J’ai des amies qui trouvent cela bizarre, certaines y voient une espèce de fascination un peu dérangeante, et à quelques égards je les comprends. Ca sonne affreusement cliché, j’ai l’impression d’entendre Kévina par Elie Semoun (“Ouais bah moi je préfère les mecs plus vieux t’sais..genre..17 ans et demi quoi!”). Mais j’ai beau me “rabattre” sur la gente masculine de ma génération/tranche d’âge pour faire comme tout le monde, je finis toujours par retrouver..l’ennui. Oui, touuuus les garçons entre 22 et 26 ans ne sont pas des ados attardés affalés sur leur canapé 23h/24, en possession de la sainte trinité: Beats by Dre + Manette + bouteille d’Oasis.
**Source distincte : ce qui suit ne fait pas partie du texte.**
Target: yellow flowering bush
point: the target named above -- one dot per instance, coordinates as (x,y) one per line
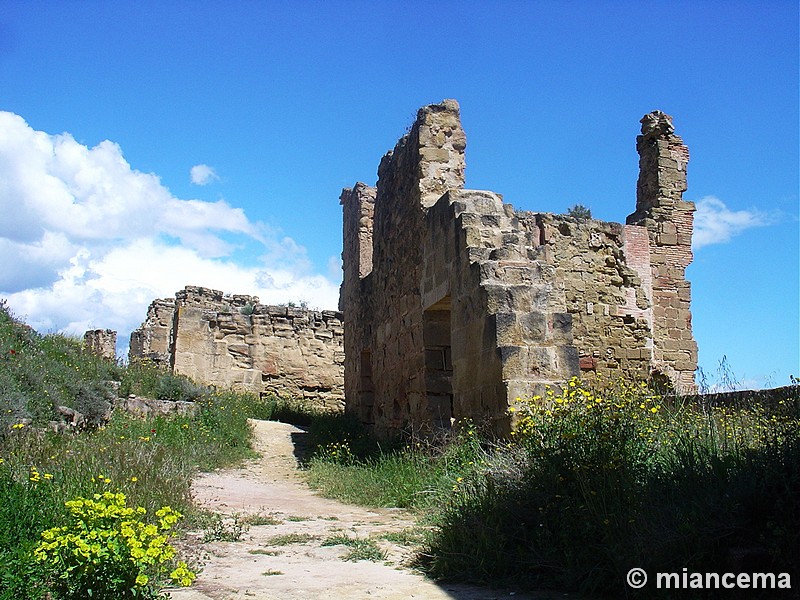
(108,551)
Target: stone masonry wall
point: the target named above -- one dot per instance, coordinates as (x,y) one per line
(462,305)
(153,340)
(668,218)
(235,341)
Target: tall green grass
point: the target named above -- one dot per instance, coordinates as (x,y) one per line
(592,484)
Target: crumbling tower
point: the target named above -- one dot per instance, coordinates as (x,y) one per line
(668,218)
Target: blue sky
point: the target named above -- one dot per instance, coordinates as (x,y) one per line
(145,146)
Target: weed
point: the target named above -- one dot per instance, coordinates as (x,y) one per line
(359,548)
(413,536)
(264,552)
(221,529)
(290,538)
(259,519)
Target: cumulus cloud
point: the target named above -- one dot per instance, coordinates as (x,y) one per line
(203,175)
(88,241)
(715,223)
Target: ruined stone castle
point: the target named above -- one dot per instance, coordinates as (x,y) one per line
(233,341)
(455,304)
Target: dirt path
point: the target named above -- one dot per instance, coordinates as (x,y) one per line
(262,566)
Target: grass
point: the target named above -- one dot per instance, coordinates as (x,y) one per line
(591,484)
(151,461)
(359,548)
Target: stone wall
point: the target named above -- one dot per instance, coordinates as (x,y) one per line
(455,304)
(235,341)
(102,342)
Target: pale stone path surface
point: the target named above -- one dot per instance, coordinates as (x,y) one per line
(260,568)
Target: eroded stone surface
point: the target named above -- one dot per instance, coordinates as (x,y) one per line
(235,341)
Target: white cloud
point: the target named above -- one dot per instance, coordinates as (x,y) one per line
(203,175)
(715,223)
(88,242)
De la même manière, tous les trentenaires ne sont pas sur une rampe de lancement dans leur carrière, si matures que cela, amateurs de sorties culturelles et de belles montres. Toute histoire est singulière, mais mon expérience jusqu’ici m’a portée à préférer le deuxième groupe..par convenance.Plus j’avance, plus j’ai l’impression que le fossé se creuse entre le 1er groupe et moi-même. Soit ils font du sur place, soit je me vois plus loin que je ne suis..Peu importe. Passé les premiers jours, je commence à m’ennuyer, à être déphasée, voire, à être ralentie. Et quand je m’ennuie, bon.. la suite, je ne la raconte pas ahaha.
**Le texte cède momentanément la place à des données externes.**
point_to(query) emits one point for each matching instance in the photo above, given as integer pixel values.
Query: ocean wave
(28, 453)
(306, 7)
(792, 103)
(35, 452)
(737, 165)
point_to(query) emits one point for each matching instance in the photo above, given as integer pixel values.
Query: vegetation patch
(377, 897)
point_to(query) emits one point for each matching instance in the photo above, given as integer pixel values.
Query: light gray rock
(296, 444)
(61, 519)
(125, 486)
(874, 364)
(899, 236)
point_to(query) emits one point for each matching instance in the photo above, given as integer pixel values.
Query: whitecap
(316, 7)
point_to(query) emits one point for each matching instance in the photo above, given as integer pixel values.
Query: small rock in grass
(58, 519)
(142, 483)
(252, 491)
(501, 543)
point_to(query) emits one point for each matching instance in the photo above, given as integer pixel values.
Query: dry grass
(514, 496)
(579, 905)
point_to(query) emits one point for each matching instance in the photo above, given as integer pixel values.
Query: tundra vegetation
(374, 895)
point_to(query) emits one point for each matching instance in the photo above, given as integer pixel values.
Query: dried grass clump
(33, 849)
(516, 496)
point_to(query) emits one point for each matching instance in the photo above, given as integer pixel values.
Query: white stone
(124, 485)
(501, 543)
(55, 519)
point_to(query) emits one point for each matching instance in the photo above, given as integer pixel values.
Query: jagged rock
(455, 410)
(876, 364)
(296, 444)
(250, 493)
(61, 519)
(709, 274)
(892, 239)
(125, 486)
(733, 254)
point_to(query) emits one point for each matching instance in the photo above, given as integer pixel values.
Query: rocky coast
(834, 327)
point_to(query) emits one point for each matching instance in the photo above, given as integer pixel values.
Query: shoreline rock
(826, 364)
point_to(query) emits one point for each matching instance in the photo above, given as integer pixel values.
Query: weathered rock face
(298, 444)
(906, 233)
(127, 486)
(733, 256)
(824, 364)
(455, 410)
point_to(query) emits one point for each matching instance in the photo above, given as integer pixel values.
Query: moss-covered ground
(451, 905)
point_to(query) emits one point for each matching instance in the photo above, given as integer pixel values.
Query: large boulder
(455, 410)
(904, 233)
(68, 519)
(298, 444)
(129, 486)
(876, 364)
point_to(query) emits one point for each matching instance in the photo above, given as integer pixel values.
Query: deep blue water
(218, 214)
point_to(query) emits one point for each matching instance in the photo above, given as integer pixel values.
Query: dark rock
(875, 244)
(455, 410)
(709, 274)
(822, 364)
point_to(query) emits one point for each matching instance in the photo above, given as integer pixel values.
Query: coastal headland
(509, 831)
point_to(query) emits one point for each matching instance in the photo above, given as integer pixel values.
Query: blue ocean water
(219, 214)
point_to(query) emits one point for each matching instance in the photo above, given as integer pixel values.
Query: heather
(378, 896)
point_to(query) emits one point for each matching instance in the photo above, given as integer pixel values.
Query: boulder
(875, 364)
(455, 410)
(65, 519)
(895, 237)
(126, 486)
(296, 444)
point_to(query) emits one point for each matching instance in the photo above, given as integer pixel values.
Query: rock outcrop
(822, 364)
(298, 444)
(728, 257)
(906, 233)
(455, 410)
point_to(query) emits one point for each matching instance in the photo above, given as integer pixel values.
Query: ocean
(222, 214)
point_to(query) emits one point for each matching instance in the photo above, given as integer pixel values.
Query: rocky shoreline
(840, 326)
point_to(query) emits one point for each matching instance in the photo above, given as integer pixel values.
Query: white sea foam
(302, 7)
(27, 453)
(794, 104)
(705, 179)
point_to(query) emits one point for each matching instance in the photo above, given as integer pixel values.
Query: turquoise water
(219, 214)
Et la sensation de perte de patience de devoir composer avec les habitudes de “djeuns”. Ca aussi c’est un problème récurrent me concernant. J’ai nécessairement besoin d’admirer. Et pour cela, il faut qu’il soit devant, en avance, qu’il me serve de stimulateur (yes, i know the term is quite “special” here lol) pour le rattraper même si c’est peine perdue. Aah.
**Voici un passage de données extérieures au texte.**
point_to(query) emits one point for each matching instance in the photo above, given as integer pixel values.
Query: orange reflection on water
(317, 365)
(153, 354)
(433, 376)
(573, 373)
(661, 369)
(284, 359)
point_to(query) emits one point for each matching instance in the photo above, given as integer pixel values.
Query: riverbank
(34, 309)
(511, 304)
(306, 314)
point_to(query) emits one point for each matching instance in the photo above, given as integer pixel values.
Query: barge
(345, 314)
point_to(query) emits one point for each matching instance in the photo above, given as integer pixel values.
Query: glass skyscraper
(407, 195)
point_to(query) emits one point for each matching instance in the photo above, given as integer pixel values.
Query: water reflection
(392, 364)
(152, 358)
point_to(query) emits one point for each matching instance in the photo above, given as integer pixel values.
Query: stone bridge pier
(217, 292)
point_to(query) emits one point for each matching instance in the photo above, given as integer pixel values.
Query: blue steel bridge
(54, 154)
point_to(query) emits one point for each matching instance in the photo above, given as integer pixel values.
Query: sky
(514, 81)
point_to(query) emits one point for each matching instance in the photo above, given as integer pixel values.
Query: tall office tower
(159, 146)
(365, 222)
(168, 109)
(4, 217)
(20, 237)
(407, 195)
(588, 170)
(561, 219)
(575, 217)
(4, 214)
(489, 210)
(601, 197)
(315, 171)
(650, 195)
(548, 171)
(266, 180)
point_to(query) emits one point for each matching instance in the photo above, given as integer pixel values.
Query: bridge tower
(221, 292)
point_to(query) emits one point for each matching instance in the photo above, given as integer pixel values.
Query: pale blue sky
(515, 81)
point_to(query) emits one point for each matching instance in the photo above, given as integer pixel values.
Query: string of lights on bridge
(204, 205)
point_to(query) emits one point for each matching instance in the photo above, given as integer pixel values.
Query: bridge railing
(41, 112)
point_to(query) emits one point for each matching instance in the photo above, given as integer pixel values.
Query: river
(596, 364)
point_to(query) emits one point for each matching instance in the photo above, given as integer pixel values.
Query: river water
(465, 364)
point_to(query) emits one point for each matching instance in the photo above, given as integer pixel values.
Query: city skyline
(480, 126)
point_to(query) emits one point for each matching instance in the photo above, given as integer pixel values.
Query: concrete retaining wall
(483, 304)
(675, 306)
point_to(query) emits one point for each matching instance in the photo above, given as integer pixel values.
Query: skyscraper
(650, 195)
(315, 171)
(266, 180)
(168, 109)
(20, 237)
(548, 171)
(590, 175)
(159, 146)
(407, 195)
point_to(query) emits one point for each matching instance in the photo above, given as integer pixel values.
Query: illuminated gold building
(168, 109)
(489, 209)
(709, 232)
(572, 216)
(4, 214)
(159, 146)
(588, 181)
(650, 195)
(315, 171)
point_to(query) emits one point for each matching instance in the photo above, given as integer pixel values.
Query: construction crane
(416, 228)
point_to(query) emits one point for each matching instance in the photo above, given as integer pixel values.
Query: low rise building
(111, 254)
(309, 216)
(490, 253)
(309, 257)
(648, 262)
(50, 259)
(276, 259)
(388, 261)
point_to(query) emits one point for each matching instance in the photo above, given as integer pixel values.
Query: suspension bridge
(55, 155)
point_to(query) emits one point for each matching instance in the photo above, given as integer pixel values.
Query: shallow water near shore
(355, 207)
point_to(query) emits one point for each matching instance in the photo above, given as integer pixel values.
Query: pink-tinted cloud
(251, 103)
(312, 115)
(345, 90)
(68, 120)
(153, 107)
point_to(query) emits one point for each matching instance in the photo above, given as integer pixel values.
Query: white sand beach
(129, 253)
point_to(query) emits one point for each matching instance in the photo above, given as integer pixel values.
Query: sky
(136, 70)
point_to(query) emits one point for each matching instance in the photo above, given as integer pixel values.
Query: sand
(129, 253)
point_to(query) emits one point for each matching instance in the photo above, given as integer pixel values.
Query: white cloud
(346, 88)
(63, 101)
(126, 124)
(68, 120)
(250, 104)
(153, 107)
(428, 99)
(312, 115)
Alors, qui sait, peut-être que je ferais marche-arrière et finirais en cougar émérite. La voleuse volée. J’ai du mal à me voir babysitter un toyboy, peu importe le bon temps partagé, mais une fois de plus, je n’en sais rien. C’est dans une vingtaine d’années tout cela, qui sait si je serais encore de ce monde d’ici là… Enfin bref. Pourquoi je vous parle de tout ça ? Ah. Oui.

Le passage de jeune premier sympa à brun incendiaire me subjugue.

Je suis littéralement absorbée par cette photo, signée Mario Sorrenti pour le magazine W. Alors bien sûr, je sais que TOUT est étudié: la barbe de 3 jours, la cravate défaite, le torse que l’on devine, les plis du front qui sous-entendent la tension et l’expérience, sans parler du regard…Oui je sais que c’est mis en scène, mais j’achète quand même ! Ca transpire de sex appeal au point d’en devenir obscène (lol). Je vous vois déjà venir. Je n’ai pas attendu “The Artist” (que je n’ai toujours pas vu) pour être une groupie de Jean Dujardin. A vrai dire, ça remonte à OSS 117. Caire, Nid d’espions. Je n’avais JAMAIS autant trouvé un acteur frenchy contemporain aussi sexy dans un costume sur mesure (je précise “contemporain” parce que les films d’époque en sont truffés). Cheveux gominés, sourire ultra-blanc, blagues à la limite du mauvais goût, air mi-niais mi-malicieux.. OSS 117 a été la fin de Chouchou (sans Loulou) et le début de Jean.

Je n’ai pas vu tous ses films, mais globalement j’ai l’impression qu’un déclic s’est effectué..Et cela se retranscrit physiquement. Vous savez, ça me rappelle un peu le laideron du collège qui n’avait pas confiance en lui et se prenait des râteaux sans cesse. Et qui, dix, quinze ans plus tard, se révèle être un bellâtre que les filles s’arrachent. C’est sûr, Jean n’a jamais été un laideron pour commencer, mais quand je repense à la manière dont je le regardais à l’époque “Un garçon, une fille” et dont je le regarde aujourd’hui, la différence est flagrante..Prendre conscience de son pouvoir de séduction, ça vous change un homme, j’vous le dis.

Quoi qu’il en soit. Mamma mia. La quarantaine HOT *s’auto-asperge d’eau bénie*

Je pourrais encore dire pas mal de choses sur le sujet mais je m’arrête là, parce que vu ce que je fais désormais tout ça, langue de bois, je ne dois plus écrire tout ce qui me passe par la tête car cela pourrait avoir des conséquences sur l’image de marque etc… Je ne fais que le répéter pour m’habituer, mais j’ai encore un peu de mal avec tout cela. Sur ce.